Of Myc and Men

By Ashley Waldron

Do you ever wonder about the origins of some of the common techniques or tools you use in the lab? Take for instance, the commonly used Myc-tag. Who first started using it in protein tagging experiments? Why Myc? When did the commonly used anti-c-Myc [9E10] antibody come into play? We’ll dive into those questions in this post as we explore… the life and times of the myc tag. 

Origins of protein tags

For about as long as the disciplines have existed, cell and molecular biologists have been continuously pursuing new and better methods to peer into the mysterious, microscopic world of cells. The development of antibodies as tools allowed us to detect and capture proteins of interest to better study them in vivo and in vitro, especially in the mid-late 20th century with the advent of hybridoma technology and monoclonal antibodies. However, it was (and still is) infeasible to generate highly specific antibodies for every potential new target and basically impossible if you wanted to distinguish between endogenous and exogenous versions of the same target. In the 1980s, Munro and Pelham set out to address this issue by developing generic strategies for detecting cloned genes (Munro and Pelham, 1984). The strategy they landed on was to recombinantly append their proteins of interest with unrelated peptides that already had high quality antibodies available - aka peptide tagging

Key to this strategy was the existence of high quality antibodies for well defined peptides.

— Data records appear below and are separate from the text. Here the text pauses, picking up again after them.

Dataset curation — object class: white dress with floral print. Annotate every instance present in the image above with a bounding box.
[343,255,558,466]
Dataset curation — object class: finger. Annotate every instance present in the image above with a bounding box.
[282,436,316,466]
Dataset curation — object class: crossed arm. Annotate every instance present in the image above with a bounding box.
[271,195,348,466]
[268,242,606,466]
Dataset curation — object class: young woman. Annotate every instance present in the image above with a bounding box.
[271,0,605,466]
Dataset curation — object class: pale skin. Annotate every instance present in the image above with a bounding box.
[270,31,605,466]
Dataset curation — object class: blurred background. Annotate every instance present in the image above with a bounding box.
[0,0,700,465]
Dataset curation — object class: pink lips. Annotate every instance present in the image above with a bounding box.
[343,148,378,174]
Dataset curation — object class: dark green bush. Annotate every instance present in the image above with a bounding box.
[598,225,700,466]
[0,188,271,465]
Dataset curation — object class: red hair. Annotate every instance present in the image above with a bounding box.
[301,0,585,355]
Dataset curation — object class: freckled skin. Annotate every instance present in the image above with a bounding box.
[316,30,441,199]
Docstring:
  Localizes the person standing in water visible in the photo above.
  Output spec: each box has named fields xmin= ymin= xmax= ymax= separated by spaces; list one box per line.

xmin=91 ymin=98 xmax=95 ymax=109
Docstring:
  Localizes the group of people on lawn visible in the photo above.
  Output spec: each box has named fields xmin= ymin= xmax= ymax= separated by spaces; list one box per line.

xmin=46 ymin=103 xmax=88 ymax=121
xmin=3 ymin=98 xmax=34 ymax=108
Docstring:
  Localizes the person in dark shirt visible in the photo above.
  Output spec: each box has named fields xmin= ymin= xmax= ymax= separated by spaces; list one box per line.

Munro and Pelham’s first published peptide tagging experiment involved a peptide from the neuropeptide substance P. This protein had a highly specific antibody to the C-terminal five amino acids, meaning the tag could be quite small. However, substance P has an amide group added to its C-terminus post-translationally, which turned out to be critical for antibody recognition. As such, the peptide could only be added to the C-terminus of proteins of interest and proteins tagged with it needed to be chemically treated before the antibody could detect them (Munro and Pelham, 1984). In their paper they noted that this step “...proved to be quite easy to achieve…” - but I think we can all agree that it sounds less than ideal. 

Unexpected connections

Right around the same time that Munro and Pelham were devising their tagging strategy, another group of researchers was working on isolating monoclonal antibodies to better probe the functions of the human c-Myc gene (Evan, et al. 1985). Myc was one of the earliest identified oncogenes and was a target of intense research. Evan, et al. hoped that their new monoclonals would help the field explore Myc’s role in cell proliferation and tumorigenesis. 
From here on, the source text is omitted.